I would like to create a trigger on the Invoice table that fires only when
the Invoice.Version field is updated. However, I can't seem to get the
syntax correct to have table Invoice reference/update itself.


Here is what I am trying as a trigger on table Invoice. Any ideas where I
am going wrong or if there is another way to do this? I keep getting several
errors about " Invalid column name 'InvoiceID' "


IF UPDATE (Version)
BEGIN


UPDATE Invoice
SET Invoice.InvoiceTotal = (SELECT SUM(InvoiceDetail.TotalPrice) FROM
InvoiceDetail WHERE InvoiceDetail.InvoiceID = Invoice.InvoiceID AND
InvoiceDetail.Version = Invoice.Version)
FROM Invoice
INNER JOIN inserted on Invoice.InvoiceID = inserted.InvoiceID


END



Celko Answers
Please post DDL, so that people do not have to guess what the keys,
constraints, Declarative Referential Integrity, data types, etc. in
your schema are. Sample data is also a good idea, along with clear
specifications. It is very hard to debug code when you do not let us
see it.


>> I have a main [sic] table (Invoice) with a field [sic] (InvoiceTotal) that gets computed from the sum of related detail records [sic] in another table (InvoiceDetail). <<


Let's get back to the basics of an RDBMS. Rows are not records; fields
are not columns; tables are not files; the goal is to remove all
redudancy from the data. That means we do not want computed columns in
the schema.


>> I would like to create a trigger on the Invoice table that fires only when


the Invoice.Version field [sic] is updated. <<

And now, procedural code in a declarative language, subverting the most
basic ideas and all the advantages of SQL.

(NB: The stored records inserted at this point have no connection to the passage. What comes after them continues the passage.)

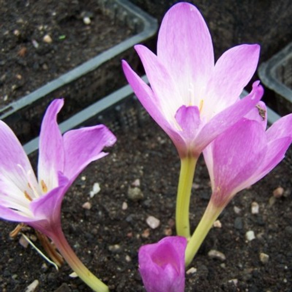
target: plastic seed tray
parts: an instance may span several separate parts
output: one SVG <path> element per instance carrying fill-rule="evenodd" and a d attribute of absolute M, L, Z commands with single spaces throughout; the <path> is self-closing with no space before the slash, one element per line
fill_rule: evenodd
<path fill-rule="evenodd" d="M 292 112 L 292 42 L 261 64 L 258 74 L 263 83 L 273 90 L 281 115 Z"/>
<path fill-rule="evenodd" d="M 63 121 L 126 84 L 121 59 L 132 62 L 133 46 L 157 31 L 156 20 L 127 0 L 96 2 L 103 13 L 132 30 L 133 35 L 0 109 L 0 119 L 11 127 L 22 143 L 37 136 L 44 110 L 53 99 L 64 97 L 67 101 L 59 115 L 59 120 Z"/>

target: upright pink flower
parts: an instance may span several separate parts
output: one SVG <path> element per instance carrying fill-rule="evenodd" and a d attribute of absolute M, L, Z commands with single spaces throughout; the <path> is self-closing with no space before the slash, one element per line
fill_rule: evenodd
<path fill-rule="evenodd" d="M 66 240 L 61 204 L 78 174 L 91 162 L 107 155 L 103 148 L 112 146 L 116 139 L 103 125 L 72 130 L 62 136 L 56 118 L 63 104 L 62 99 L 53 101 L 44 117 L 37 179 L 17 138 L 0 121 L 0 218 L 24 222 L 48 236 L 80 278 L 90 286 L 93 283 L 99 291 L 108 291 Z"/>
<path fill-rule="evenodd" d="M 259 46 L 241 45 L 223 54 L 214 65 L 207 25 L 193 5 L 181 2 L 164 16 L 157 55 L 135 46 L 151 87 L 123 61 L 124 72 L 138 99 L 168 134 L 181 158 L 198 157 L 219 134 L 252 109 L 263 90 L 256 83 L 239 96 L 256 68 Z"/>
<path fill-rule="evenodd" d="M 292 142 L 292 114 L 281 118 L 266 131 L 266 118 L 263 114 L 265 106 L 263 103 L 219 136 L 203 151 L 212 194 L 188 243 L 187 264 L 230 200 L 270 172 L 284 158 Z"/>
<path fill-rule="evenodd" d="M 172 140 L 181 161 L 176 210 L 178 235 L 190 237 L 189 202 L 197 161 L 203 149 L 248 113 L 261 98 L 254 83 L 239 96 L 256 68 L 259 46 L 241 45 L 214 64 L 207 25 L 193 5 L 181 2 L 164 16 L 158 34 L 157 55 L 135 46 L 148 86 L 123 61 L 124 72 L 141 103 Z"/>
<path fill-rule="evenodd" d="M 164 237 L 139 251 L 139 272 L 147 292 L 183 292 L 186 239 Z"/>

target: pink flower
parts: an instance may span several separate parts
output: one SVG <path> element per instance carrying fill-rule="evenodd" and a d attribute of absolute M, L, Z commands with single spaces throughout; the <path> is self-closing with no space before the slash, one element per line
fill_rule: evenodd
<path fill-rule="evenodd" d="M 104 126 L 69 131 L 62 136 L 56 122 L 62 99 L 53 101 L 40 130 L 37 179 L 20 143 L 0 121 L 0 218 L 23 222 L 52 238 L 60 228 L 66 191 L 91 162 L 107 155 L 116 141 Z"/>
<path fill-rule="evenodd" d="M 211 201 L 224 207 L 239 191 L 255 183 L 284 157 L 292 142 L 292 114 L 266 131 L 266 118 L 255 108 L 203 151 L 211 178 Z M 259 114 L 262 113 L 261 116 Z"/>
<path fill-rule="evenodd" d="M 238 121 L 260 99 L 259 82 L 239 96 L 257 64 L 259 46 L 243 44 L 224 53 L 214 65 L 212 39 L 191 4 L 174 5 L 163 20 L 157 55 L 135 46 L 151 87 L 125 61 L 123 68 L 135 93 L 171 138 L 180 156 L 198 157 L 218 135 Z"/>
<path fill-rule="evenodd" d="M 139 272 L 147 292 L 184 291 L 184 251 L 186 239 L 164 237 L 139 251 Z"/>

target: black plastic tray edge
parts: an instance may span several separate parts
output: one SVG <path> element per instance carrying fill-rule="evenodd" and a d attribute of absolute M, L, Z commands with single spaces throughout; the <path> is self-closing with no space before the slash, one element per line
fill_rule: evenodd
<path fill-rule="evenodd" d="M 146 75 L 142 79 L 148 82 Z M 244 90 L 241 96 L 243 97 L 248 94 Z M 87 108 L 81 110 L 59 125 L 61 132 L 63 133 L 71 129 L 75 128 L 93 117 L 98 116 L 105 110 L 113 107 L 117 104 L 122 102 L 129 96 L 133 95 L 134 93 L 129 85 L 126 85 L 120 89 L 114 91 L 102 99 L 98 100 Z M 281 117 L 271 109 L 267 108 L 268 122 L 270 124 L 274 123 Z M 35 138 L 23 146 L 27 155 L 32 153 L 38 148 L 38 137 Z"/>
<path fill-rule="evenodd" d="M 77 79 L 80 76 L 96 69 L 105 62 L 131 48 L 135 44 L 150 37 L 156 33 L 158 27 L 157 19 L 147 14 L 128 0 L 115 0 L 115 1 L 141 19 L 144 23 L 143 30 L 137 35 L 125 40 L 72 70 L 61 75 L 58 78 L 41 86 L 21 99 L 4 107 L 0 110 L 1 119 L 32 104 L 58 88 Z"/>

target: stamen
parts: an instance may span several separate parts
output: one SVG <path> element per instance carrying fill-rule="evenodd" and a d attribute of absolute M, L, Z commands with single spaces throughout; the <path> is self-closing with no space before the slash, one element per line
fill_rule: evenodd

>> where I am going wrong or if there is another way to do this? <<


1) Everywhere -- you are a textbook disaster!! Tom Johnston used your
schema in a great series of articles a few years ago that went into
details that you can Google.

2) With an RDBMS schema? Have you ever read anything? Had a course? A
mentor?


Here is a skeleton schema:


CREATE TABLE Invoices -- plural , unless there is just one!!
(invoice_nbr INTEGER NOT NULL PRIMARY KEY,
customer_id INTEGER NOT NULL,
purchase_date DATETIME NOT NULL,
..);


CREATE TABLE InvoicesDetails
(invoice_nbr INTEGER NOT NULL,
sku INTEGER NOT NULL
REFERENCES Inventory (sku),
PRIMARY KEY (invoice_nbr, sku),
item_qty INTEGER NOT NULL,
..);


CREATE TABLE Inventory
(sku INTEGER NOT NULL PRIMARY KEY,
item_description CHAR(25) NOT NULL,
unit_cost DECIMAL (12, 2) NOT NULL,
..);


Since we have an RDBMS and not a ^%$*@ punch card or mag tape file
system, we can use a VIEW to get totals! They will always be right,
do not have to be materialized until needed and will not be redundant.